The Northrop Grumman NG-16 resupply vessel was released from the grip of the station’s robotic arm at 11:01 a.m. EST (1601 GMT) by a command from NASA’s Mission Control Center in Houston as both spacecraft sailed high over the South Pacific Ocean. The Cygnus spacecraft floated away from the International Space Station under the supervision of Matthias Maurer, an astronaut of the European Space Agency on the station’s Expedition 66 crew.Video: Watch astronauts capture Cygnus NG-16 in orbit
Cygnus will spend several weeks in space before being directed to re-enter the atmosphere on Dec. 15. During that time, ground controllers will deploy the Kentucky Re-Entry Probe Experiment, the latest in a series of autonomous experiments that run during the last few weeks of Cygnus missions.
This new experiment will “demonstrate a thermal protection system for spacecraft and their contents during re-entry in Earth’s atmosphere, which can be difficult to replicate in ground simulations,” NASA said in a statement.
Cygnus arrived at the ISS on Aug. 12 hauling its biggest delivery yet, with four tons of stuff. The Cygnus supply ship was christened the S.S. Ellison Onizuka in honor of the first Asian American astronaut Ellison Onuzuka, who was killed along with six others in the Challenger shuttle disaster in 1986.
The spacecraft arrived with more than 8,200 lbs. (3,720 kilograms) of supplies, equipment and experiments, the biggest ever cargo delivery to the station by a Cygnus spacecraft.

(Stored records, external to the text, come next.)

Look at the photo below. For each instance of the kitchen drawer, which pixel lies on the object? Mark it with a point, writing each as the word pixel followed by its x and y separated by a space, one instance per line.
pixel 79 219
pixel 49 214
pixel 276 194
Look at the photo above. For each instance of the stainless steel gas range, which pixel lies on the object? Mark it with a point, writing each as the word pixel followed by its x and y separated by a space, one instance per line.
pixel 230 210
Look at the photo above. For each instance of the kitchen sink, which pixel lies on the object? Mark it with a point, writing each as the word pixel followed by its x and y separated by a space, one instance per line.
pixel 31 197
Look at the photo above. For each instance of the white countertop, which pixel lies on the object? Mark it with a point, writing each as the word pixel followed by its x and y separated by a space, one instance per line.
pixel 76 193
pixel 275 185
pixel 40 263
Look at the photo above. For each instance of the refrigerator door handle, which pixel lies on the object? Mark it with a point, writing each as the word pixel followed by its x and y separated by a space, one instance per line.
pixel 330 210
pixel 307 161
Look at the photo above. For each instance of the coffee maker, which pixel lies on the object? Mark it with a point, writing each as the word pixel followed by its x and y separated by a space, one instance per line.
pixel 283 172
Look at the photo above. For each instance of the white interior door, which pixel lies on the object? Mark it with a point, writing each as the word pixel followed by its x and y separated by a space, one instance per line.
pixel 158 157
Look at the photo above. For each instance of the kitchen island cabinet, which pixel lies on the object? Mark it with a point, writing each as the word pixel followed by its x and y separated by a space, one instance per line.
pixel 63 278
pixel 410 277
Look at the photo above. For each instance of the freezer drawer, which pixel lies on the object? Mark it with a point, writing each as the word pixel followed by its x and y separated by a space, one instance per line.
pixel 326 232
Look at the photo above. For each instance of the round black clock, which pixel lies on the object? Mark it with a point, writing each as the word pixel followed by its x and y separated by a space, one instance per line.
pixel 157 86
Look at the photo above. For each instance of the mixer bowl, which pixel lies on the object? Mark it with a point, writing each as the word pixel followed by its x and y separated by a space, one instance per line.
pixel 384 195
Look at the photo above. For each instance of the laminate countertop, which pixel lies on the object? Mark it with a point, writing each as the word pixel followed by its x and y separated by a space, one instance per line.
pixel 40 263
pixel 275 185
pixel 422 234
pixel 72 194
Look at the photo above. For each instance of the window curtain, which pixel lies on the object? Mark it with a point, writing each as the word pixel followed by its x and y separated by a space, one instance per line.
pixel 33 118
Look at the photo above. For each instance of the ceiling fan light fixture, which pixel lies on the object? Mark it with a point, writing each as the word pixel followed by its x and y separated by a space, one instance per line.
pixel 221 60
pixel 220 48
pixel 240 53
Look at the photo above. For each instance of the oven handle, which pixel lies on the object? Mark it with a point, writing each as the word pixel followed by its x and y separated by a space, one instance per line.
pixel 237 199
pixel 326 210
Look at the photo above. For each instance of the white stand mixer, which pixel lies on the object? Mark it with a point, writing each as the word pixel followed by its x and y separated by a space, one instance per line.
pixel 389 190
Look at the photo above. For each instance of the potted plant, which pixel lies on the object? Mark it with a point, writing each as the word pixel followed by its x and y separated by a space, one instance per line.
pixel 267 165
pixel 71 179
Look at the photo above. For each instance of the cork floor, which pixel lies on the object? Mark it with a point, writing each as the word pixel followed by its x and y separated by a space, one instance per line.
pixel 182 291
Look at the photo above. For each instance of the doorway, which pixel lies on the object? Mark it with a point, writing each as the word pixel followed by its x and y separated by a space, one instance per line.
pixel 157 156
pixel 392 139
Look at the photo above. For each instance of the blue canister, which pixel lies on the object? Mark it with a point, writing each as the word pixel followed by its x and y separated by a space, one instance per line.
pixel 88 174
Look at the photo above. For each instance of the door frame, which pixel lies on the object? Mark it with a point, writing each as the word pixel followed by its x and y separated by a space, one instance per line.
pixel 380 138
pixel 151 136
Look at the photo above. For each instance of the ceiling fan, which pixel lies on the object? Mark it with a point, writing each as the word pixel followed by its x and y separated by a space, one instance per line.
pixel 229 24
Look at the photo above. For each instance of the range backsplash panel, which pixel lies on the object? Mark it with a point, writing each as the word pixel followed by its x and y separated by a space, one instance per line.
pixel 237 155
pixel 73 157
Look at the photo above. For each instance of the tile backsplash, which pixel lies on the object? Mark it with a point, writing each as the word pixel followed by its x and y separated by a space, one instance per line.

The delivery included new hardware, a carbon dioxide scrubber for ensuring breathable air, and equipment for the station’s upgraded solar arrays. Experiments included a slime mold (a brainless blob) and two payloads to examine human muscle cells in space.
The mission was the 15th operational resupply launch to the space station by Northrop Grumman since 2014. Earlier launches were overseen by Orbital Sciences and Orbital ATK, which Northrop Grumman later acquired.
“The Cygnus system has evolved from being just a cargo delivery service to a high performing science platform,” said Northrop Grumman’s Steve Krein, vice president, civil and commercial space, tactical space systems, said in a statement. “We continue to develop these capabilities to include the installation of environmental control systems and other upgrades to support the lunar orbiting Habitation and Logistics Outpost, or HALO.”
The HALO project is a habitation module for NASA’s planned Gateway space station around the moon for future Artemis astronauts. Northrop Grumman is using its experience with Cygnus to design the HALO module.
The next U.S. cargo ship to visit the space station will be a SpaceX Cargo Dragon spacecraft, which is slated to launch in late December.